In Rhythm Fighter there are multiple different fighters you can eventually choose from, all unlocked after gaining the appropriate amount of trophies. Trophies are given for completing certain milestones—like beating levels, killing enemy types, collecting coins, and way more. After reaching a certain threshold of trophies, you’ll have different characters available, each with unique stats and special abilities. You can then use experience gained during levels to make these characters do more damage, have more health, etc.
Trophies don’t only unlock fighters, but they also unlock different stations that are used in the starting area. There is a training area, a vending machine to grab some items for your upcoming run, and a lab that allows you to spend upgrade points on better items. The lab is perhaps the most important; as it’s a way to upgrade existing items to be better for all characters that would start a run. You can use the lab to make health items heal more, or you can make your characters inherently more lucky.

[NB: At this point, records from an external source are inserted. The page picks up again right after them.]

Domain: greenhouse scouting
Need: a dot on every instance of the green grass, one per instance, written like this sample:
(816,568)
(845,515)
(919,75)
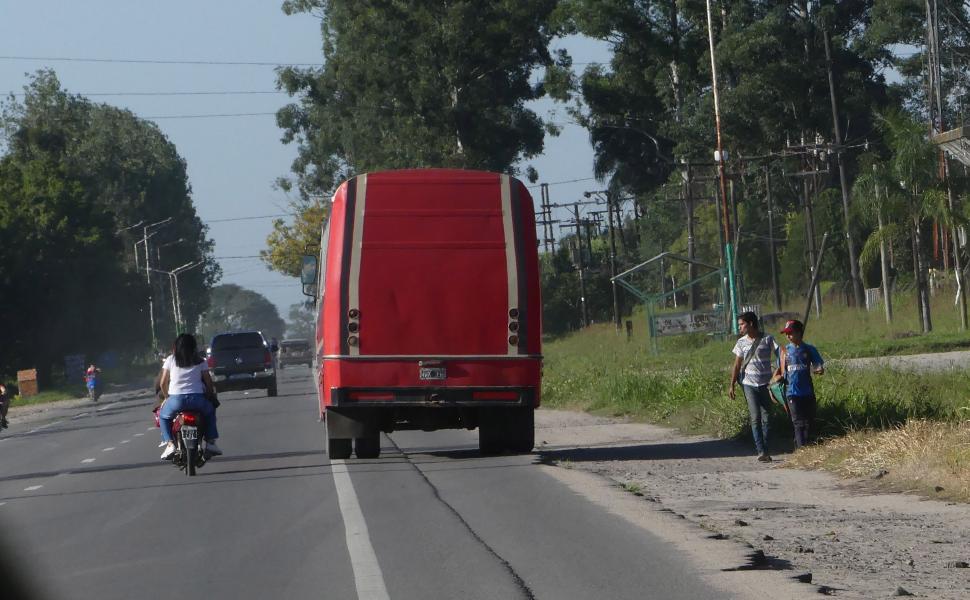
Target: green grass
(685,385)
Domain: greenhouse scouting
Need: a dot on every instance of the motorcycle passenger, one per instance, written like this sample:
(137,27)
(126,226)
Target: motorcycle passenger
(185,377)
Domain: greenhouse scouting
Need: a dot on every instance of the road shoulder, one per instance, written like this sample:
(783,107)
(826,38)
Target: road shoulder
(721,507)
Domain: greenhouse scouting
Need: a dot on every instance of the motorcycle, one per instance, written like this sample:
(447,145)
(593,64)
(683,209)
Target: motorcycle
(94,390)
(188,453)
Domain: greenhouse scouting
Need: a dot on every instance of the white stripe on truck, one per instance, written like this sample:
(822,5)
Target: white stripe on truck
(510,262)
(353,292)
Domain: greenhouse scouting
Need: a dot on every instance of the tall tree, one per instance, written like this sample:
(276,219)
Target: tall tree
(234,308)
(75,175)
(417,84)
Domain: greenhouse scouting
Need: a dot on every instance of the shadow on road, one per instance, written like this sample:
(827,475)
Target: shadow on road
(650,451)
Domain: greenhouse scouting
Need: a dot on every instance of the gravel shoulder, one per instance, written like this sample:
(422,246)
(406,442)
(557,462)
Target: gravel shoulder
(853,540)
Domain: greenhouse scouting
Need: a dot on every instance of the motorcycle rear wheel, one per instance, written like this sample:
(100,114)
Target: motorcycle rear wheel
(190,458)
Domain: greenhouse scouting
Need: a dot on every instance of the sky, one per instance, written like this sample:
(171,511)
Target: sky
(232,161)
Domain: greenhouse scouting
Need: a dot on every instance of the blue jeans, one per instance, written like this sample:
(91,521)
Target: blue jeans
(177,403)
(759,405)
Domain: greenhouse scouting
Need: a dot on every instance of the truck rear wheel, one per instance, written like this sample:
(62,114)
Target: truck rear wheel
(368,447)
(339,448)
(521,436)
(491,432)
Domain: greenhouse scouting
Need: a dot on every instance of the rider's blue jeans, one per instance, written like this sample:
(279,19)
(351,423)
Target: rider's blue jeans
(177,403)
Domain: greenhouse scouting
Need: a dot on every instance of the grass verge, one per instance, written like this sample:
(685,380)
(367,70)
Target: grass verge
(927,457)
(685,386)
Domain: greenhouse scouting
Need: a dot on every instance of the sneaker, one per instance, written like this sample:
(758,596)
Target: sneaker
(169,451)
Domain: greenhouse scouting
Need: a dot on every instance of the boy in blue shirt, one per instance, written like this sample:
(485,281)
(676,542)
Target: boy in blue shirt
(797,363)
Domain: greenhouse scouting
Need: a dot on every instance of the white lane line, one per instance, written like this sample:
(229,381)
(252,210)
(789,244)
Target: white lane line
(367,572)
(46,425)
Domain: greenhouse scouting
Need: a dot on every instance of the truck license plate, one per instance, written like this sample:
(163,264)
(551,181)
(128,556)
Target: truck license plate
(432,373)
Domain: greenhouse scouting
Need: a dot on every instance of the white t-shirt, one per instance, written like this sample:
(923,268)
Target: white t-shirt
(184,381)
(759,370)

Each run plays out like a rogue-lite would. There are five zones, each getting harder as you go. The zones each rotate, so if you start a new run what was once level three might now be the starting level—with the enemy’s difficulty adjusted appropriately. Then you battle through each section until you get to the end boss. Once the boss is defeated, you can move on to the next area. There are two different types of vendors to potentially encounter—one that sells for coins, the other for your hit points—and vending machines and fountains to try your luck.
One of the most intriguing features of Rhythm Fighter is the ability to customize music. Not only can you change what music plays during which levels, but there is an option to import in your own music to play along to. This is a feature I’ve seen in other rhythm games, but it’s always a welcome addition.
While I enjoyed most of my time with Rhythm Fighter, it was always in the first few levels. There I could find weaponry to make me feel powerful. But by the third level, the difficulty level ramps up a ton. The enemies don’t change behavior, or get more tricksy, instead, everything just does massive amounts of damage. Upping difficulty by increasing damage output isn’t always the most fun thing to encounter.
Rhythm Fighter is a cute, colorful game where you brawl to the beat. The control can be a little cumbersome, if you insist on the ‘advanced’ scheme, and the difficulty level ramps up a little drastically once you hit the third level. Still, there’s lots of fun to be had, and with the ability to include your own music, lots of potential for replayability.